Altered Proteolysis in Fibroblasts of Alzheimer Patients with Predictive Implications for Subjects at Risk of Disease

• Published in: International journal of alzheimer's disease Vol. 2014; no. 2014; pp. 1 - 8
• Main Authors: Paoletti, Francesco, Pani, Alessandra, Sanchez, Luis, Boddi, Vieri, Bavazzano, Antonio, Mitidieri Costanza, Vito Antonio, Abete, Claudia, Della Malva, Nunzia, Mocali, Alessandra, Dessì, Sandra
• Format: Journal Article
• Language: English
• Published: Cairo, Egypt Hindawi Publishing Corporation 2014; John Wiley & Sons, Inc
• Subjects: Alzheimer's disease; Clinical Study; Fibroblasts; Physiological aspects; Proteolysis; Italy
• ISSN: 2090-8024; 2090-0252; 2090-0252
• DOI: 10.1155/2014/520152

There is great interest in developing reliable biomarkers to support antemortem diagnosis of late-onset Alzheimer’s disease (AD).

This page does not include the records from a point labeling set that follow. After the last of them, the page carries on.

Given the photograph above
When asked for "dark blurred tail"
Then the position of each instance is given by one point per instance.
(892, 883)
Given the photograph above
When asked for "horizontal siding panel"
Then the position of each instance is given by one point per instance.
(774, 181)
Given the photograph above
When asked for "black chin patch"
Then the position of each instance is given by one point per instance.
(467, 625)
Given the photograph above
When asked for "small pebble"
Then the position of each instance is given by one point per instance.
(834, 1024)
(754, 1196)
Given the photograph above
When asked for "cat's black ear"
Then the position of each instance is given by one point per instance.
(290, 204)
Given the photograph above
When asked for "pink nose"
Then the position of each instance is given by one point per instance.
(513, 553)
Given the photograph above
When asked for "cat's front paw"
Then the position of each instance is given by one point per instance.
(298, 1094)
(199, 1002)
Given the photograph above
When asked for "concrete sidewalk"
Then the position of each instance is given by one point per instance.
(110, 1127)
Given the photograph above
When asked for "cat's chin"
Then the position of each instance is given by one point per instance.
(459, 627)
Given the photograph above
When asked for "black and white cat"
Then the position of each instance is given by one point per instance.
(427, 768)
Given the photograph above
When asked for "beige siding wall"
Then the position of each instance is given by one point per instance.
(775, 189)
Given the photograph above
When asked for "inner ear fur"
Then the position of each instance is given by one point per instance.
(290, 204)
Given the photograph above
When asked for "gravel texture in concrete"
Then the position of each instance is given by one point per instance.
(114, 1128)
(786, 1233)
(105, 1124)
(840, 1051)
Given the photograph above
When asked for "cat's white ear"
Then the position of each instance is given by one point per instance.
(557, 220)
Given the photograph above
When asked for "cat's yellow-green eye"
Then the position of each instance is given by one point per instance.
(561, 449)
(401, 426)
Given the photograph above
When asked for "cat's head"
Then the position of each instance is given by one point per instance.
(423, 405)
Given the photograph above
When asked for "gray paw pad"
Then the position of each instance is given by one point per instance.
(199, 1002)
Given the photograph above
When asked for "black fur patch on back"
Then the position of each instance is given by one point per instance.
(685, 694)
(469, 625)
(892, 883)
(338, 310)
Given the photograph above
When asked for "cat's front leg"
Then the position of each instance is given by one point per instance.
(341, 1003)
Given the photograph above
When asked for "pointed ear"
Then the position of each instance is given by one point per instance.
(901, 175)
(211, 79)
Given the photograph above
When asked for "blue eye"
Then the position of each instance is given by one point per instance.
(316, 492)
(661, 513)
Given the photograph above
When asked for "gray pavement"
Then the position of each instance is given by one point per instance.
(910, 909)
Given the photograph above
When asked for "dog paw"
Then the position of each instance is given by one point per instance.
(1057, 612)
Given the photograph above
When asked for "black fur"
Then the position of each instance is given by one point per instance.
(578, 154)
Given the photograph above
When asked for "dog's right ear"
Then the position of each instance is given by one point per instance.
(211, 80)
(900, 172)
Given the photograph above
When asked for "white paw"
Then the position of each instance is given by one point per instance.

Early prediction and diagnosis of AD might be improved by the detection of a proteolytic dysfunction in extracts from cultured AD fibroblasts, producing altered isoelectrophoretic forms of the enzyme transketolase (TK-alkaline bands). The TK profile and apolipoprotein E (APOE) genotype were examined in fibroblasts from 36 clinically diagnosed probable late-onset sporadic AD patients and 38 of their asymptomatic relatives, 29 elderly healthy individuals, 12 neurological non-AD patients, and 5 early-onset AD patients. TK alterations occurred in (i) several probable AD patients regardless of age-of-onset and severity of disease; (ii) all early-onset AD patients and APOE ε4/4 carriers; and (iii) nearly half of asymptomatic AD relatives. Normal subjects and non-AD patients were all negative. Notably, culture conditions promoting TK alterations were also effective in increasing active BACE1 levels. Overall, the TK assay might represent a low-cost laboratory tool useful for supporting AD differential diagnosis and identifying asymptomatic subjects who are at greater risk of AD and who should enter a follow-up study. Moreover, the cultured fibroblasts were confirmed as a useful in vitro model for further studies on the pathogenetic process of AD.